Is there anything special about removing the forks from a Tarmac SL3 frameset?
Most bikes I have worked on if you just take off the stem the fork will just drop out of the head tube. I called my LBS where I bought the frame and asked them if I could bring in the fork to get it cut and the salesperson I talked with told me his mechanic said the headset would have to be removed and it would cost about $50 bucks. I asked why the headset would need to be removed and he couldn't answer that (becasue he was a salespersion). I thought everything he told me sounded off.


----------



## avalnch33 (Jul 19, 2006)

Are you simply trying to cut it down? What year bike is it? How much are you trying to cut off the steerer tube?


----------



## jnbrown (Dec 9, 2009)

avalnch33 said:


> Are you simply trying to cut it down? What year bike is it? How much are you trying to cut off the steerer tube?


Yes, it is a brand new 2011. Need to cut off 4"


----------



## PJ352 (Dec 5, 2007)

jnbrown said:


> Yes, it is a brand new 2011. Need to cut off 4"


JMO, but if you purchased the bike from this LBS they should provide that service as part of the fitting (because it is). 

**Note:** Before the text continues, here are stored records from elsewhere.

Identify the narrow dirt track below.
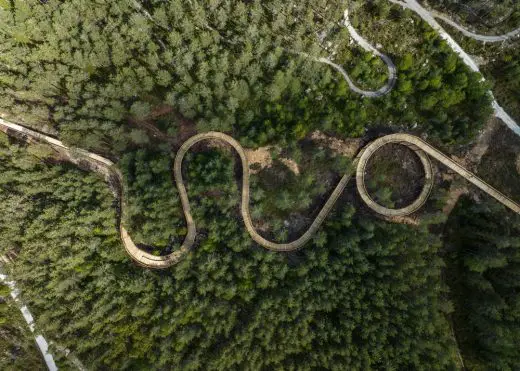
[0,119,520,269]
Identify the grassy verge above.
[0,283,46,370]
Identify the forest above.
[446,198,520,370]
[0,132,456,370]
[0,0,520,370]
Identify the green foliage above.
[0,283,46,370]
[0,134,460,370]
[447,199,520,370]
[0,0,491,155]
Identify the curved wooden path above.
[0,119,520,268]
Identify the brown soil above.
[311,130,363,158]
[128,104,197,146]
[366,144,424,208]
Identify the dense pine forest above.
[0,0,520,370]
[447,198,520,370]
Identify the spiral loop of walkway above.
[0,119,520,269]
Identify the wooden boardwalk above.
[0,119,520,269]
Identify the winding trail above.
[0,273,58,371]
[0,119,520,268]
[310,9,397,98]
[430,10,520,43]
[388,0,520,136]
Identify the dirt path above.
[0,274,58,371]
[0,119,520,268]
[388,0,520,136]
[430,10,520,43]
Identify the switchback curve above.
[0,119,520,269]
[298,9,397,98]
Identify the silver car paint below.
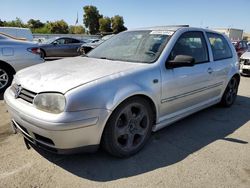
[5,28,239,152]
[240,49,250,75]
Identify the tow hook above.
[23,138,30,150]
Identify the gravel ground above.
[0,77,250,188]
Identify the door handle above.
[207,68,214,74]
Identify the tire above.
[0,65,13,93]
[102,97,153,158]
[220,77,239,107]
[40,50,46,59]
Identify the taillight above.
[27,47,41,54]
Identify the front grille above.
[12,84,37,103]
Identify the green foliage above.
[48,20,69,34]
[69,26,85,34]
[32,24,51,34]
[0,5,127,34]
[99,17,112,33]
[111,15,127,33]
[3,18,28,27]
[83,5,102,34]
[27,19,45,30]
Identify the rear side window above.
[207,33,233,61]
[169,32,209,63]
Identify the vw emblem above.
[15,86,22,99]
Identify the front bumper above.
[4,88,111,153]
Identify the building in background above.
[213,28,243,41]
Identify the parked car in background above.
[4,27,240,157]
[0,27,33,41]
[0,34,44,93]
[0,32,27,41]
[78,34,114,54]
[240,49,250,76]
[233,40,248,58]
[39,37,84,58]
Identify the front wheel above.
[0,65,13,93]
[102,97,153,157]
[221,77,239,107]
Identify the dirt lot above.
[0,77,250,188]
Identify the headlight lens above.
[34,93,66,114]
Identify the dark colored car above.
[78,34,114,54]
[39,37,84,58]
[233,40,248,58]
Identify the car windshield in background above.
[88,30,173,63]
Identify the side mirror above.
[166,55,195,69]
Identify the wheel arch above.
[0,60,16,75]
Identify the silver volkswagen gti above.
[4,27,240,157]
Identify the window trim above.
[167,31,211,66]
[206,31,233,61]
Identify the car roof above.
[129,25,221,34]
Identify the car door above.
[206,32,234,95]
[160,31,212,121]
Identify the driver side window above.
[168,32,209,63]
[56,39,65,44]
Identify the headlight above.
[34,93,66,114]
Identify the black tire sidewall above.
[103,97,153,157]
[0,65,13,93]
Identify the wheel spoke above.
[126,133,135,150]
[135,126,147,136]
[135,110,146,124]
[124,106,133,120]
[116,126,128,138]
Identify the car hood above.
[15,57,143,93]
[241,52,250,59]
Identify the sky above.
[0,0,250,32]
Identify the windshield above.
[42,38,57,44]
[88,30,173,63]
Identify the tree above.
[83,5,102,34]
[47,20,69,34]
[69,26,85,34]
[4,18,27,27]
[0,19,4,27]
[99,17,112,33]
[28,19,45,29]
[111,15,127,33]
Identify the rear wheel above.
[221,77,239,107]
[102,97,153,157]
[0,65,13,93]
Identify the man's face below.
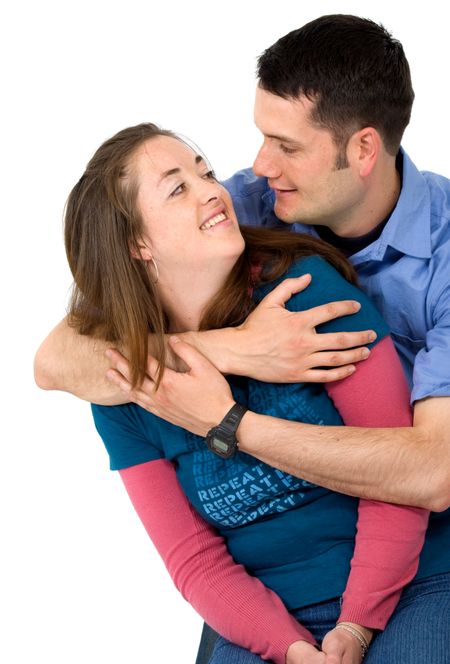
[253,87,364,235]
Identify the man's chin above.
[273,202,299,224]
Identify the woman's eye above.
[170,182,186,196]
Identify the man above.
[36,16,450,662]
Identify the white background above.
[0,0,450,664]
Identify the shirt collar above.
[372,149,431,260]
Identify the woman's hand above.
[286,641,326,664]
[107,337,235,436]
[322,625,372,664]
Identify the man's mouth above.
[200,212,227,231]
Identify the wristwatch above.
[206,403,247,459]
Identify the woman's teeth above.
[200,212,226,231]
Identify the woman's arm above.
[119,459,315,664]
[326,337,428,629]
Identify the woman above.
[65,124,427,664]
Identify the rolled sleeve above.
[411,287,450,401]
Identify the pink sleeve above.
[120,459,315,664]
[326,337,429,629]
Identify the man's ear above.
[347,127,383,178]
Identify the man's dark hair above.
[257,14,414,155]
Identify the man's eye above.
[170,182,186,196]
[280,143,297,154]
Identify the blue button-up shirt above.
[224,152,450,401]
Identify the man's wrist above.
[179,327,246,376]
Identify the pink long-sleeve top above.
[119,337,428,664]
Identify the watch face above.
[206,427,237,459]
[211,436,230,456]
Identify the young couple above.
[36,15,450,664]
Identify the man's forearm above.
[34,319,126,406]
[238,413,449,510]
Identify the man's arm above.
[35,275,374,406]
[108,338,450,511]
[238,397,450,511]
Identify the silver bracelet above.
[334,623,369,659]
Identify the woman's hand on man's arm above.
[34,275,373,406]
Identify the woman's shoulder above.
[91,403,168,470]
[255,255,389,341]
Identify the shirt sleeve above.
[254,256,389,347]
[326,337,429,629]
[120,459,315,664]
[411,287,450,402]
[91,404,164,470]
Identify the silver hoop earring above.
[149,256,159,286]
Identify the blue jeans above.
[206,573,450,664]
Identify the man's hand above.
[227,275,376,383]
[107,337,235,436]
[322,625,372,664]
[286,641,326,664]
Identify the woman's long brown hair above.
[64,123,356,387]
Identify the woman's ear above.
[130,243,153,261]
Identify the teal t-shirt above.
[92,256,388,609]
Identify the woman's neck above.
[158,269,227,332]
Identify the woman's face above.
[133,136,244,284]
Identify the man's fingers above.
[311,347,370,367]
[263,274,311,306]
[308,300,361,327]
[315,330,377,350]
[300,364,356,383]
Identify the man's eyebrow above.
[158,154,205,184]
[264,134,300,145]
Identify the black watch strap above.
[218,403,247,435]
[206,403,247,459]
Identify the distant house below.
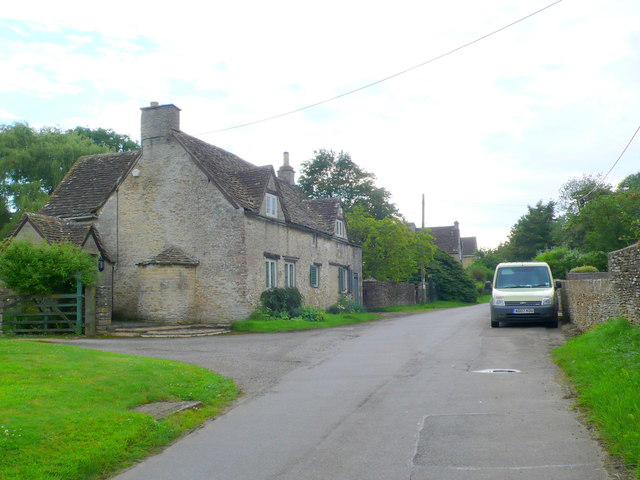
[14,102,362,323]
[427,221,478,267]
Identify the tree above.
[427,248,478,303]
[558,174,611,214]
[346,206,435,281]
[0,123,137,233]
[509,201,555,261]
[298,149,399,220]
[67,127,140,152]
[0,239,98,295]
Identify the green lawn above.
[553,318,640,478]
[0,339,239,480]
[231,313,381,333]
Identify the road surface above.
[62,305,610,480]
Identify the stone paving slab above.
[133,401,202,420]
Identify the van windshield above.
[496,266,551,288]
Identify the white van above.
[491,262,560,328]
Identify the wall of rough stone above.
[363,280,417,310]
[559,244,640,331]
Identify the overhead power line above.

That aside, you'll need to disconnect the front brake cable, remove the top cap/ bolt, loosen the expander plug bolt and remove the assembly, loosen the stem bolts (hold onto the fork) and remove the stem, spacers and conical cone. Then remove the compression ring and upper bearing and slide the fork through the bottom of the HT. Remove the lower bearing.


----------



## avalnch33 (Jul 19, 2006)

what he said. haha


----------



## ewitz (Sep 11, 2002)

or you could just cut the fork in situ.


----------



## rbart4506 (Aug 4, 2004)

PJ352 said:


> JMO, but if you purchased the bike from this LBS they should provide that service as part of the fitting (because it is).
> 
> That aside, you'll need to disconnect the front brake cable, remove the top cap/ bolt, loosen the expander plug bolt and remove the assembly, loosen the stem bolts (hold onto the fork) and remove the stem, spacers and conical cone. Then remove the compression ring and upper bearing and slide the fork through the bottom of the HT. Remove the lower bearing.

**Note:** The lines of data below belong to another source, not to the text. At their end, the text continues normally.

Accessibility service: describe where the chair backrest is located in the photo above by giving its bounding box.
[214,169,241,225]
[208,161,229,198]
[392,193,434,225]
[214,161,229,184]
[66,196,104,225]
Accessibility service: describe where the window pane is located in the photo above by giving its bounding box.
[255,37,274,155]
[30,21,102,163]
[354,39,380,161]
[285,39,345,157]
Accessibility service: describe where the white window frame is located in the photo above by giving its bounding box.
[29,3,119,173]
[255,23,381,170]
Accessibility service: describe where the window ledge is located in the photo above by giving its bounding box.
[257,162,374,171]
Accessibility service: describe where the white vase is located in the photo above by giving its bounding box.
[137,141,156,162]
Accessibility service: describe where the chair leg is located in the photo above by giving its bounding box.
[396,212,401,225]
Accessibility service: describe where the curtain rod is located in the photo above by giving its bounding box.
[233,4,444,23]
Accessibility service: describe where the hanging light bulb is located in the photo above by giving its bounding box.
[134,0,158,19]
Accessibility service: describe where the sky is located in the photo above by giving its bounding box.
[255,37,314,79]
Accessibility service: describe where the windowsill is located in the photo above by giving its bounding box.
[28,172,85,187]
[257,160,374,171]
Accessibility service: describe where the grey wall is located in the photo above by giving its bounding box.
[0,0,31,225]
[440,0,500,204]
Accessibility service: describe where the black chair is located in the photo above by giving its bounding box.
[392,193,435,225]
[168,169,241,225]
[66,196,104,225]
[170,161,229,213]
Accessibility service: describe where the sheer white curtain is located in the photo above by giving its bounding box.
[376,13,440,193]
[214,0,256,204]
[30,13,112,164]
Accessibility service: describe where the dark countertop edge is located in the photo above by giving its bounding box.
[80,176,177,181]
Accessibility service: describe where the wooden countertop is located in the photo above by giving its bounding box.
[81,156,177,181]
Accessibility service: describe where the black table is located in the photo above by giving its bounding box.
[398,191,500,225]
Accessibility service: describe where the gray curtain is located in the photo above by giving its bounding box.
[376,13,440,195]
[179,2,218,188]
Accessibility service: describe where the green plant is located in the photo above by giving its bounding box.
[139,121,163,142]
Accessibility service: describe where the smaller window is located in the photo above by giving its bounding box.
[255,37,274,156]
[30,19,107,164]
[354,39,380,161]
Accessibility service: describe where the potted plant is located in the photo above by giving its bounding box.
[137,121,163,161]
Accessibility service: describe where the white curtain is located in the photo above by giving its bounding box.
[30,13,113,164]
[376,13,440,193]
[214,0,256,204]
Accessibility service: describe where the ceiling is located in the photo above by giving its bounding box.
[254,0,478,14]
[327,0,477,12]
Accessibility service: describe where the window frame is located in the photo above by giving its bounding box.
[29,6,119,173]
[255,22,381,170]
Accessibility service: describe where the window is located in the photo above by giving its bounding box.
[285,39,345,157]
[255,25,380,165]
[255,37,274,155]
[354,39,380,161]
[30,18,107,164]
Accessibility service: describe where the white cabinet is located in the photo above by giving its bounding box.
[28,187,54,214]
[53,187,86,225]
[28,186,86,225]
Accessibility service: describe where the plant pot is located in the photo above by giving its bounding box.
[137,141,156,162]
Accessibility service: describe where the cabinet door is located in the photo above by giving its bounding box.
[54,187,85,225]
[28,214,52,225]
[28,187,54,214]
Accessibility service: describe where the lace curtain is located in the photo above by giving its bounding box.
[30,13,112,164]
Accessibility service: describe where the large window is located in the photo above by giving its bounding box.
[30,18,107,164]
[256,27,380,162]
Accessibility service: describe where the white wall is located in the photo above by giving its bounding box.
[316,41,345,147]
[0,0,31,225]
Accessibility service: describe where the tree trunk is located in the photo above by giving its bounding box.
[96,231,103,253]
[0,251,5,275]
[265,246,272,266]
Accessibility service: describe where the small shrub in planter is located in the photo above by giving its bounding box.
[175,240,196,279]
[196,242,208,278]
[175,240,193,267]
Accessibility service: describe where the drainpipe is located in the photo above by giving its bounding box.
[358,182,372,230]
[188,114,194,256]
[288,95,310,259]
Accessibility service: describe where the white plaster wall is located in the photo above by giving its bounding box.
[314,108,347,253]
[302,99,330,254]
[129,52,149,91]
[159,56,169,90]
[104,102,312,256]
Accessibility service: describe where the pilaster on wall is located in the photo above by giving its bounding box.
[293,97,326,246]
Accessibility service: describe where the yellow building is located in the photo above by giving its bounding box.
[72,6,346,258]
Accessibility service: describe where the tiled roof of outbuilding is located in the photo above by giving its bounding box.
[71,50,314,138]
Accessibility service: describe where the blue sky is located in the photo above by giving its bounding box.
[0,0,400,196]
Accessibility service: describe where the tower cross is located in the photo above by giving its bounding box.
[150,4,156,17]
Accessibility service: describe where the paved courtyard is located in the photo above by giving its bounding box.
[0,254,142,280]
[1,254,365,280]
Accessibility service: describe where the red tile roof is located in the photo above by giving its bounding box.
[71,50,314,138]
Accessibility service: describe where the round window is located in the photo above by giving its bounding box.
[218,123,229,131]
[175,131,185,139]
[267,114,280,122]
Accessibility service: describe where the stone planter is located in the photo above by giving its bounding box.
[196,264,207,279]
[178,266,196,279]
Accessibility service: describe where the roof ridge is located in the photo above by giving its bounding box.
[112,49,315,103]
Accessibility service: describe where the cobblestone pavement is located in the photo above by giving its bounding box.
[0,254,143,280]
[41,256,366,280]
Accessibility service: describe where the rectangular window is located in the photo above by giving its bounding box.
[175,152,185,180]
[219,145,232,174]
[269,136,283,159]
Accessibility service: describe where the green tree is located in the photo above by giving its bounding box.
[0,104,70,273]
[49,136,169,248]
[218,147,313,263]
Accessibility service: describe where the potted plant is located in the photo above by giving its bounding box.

I find it easier to just remove the front brake from the fork, YMMV...


----------



## early one (Jul 20, 2010)

ewitz said:


> or you could just cut the fork in situ.


A tube cutter works good.


----------



## pdainsworth (Jun 6, 2004)

early one said:


> A tube cutter works good.


Not a good idea on a carbon steerer. That will probably crush and splinter it. Better off using a fine-toothed hacksaw and wrapping the cut with duct tape prior to cutting it. A Park cutting guide is nice, too.


----------



## rhauft (Aug 8, 2006)

*If you need to ask...*



jnbrown said:


> Is there anything special about removing the forks from a Tarmac SL3 frameset?
> Most bikes I have worked on if you just take off the stem the fork will just drop out of the head tube. I called my LBS where I bought the frame and asked them if I could bring in the fork to get it cut and the salesperson I talked with told me his mechanic said the headset would have to be removed and it would cost about $50 bucks. I asked why the headset would need to be removed and he couldn't answer that (becasue he was a salespersion). I thought everything he told me sounded off.


If you at all unsure or have never performed this procedure before, I would not recommend experimenting on your SL3. 
Bring the entire bike to the LBS that you purchased it at and ask them nicely to finish your fitting.


----------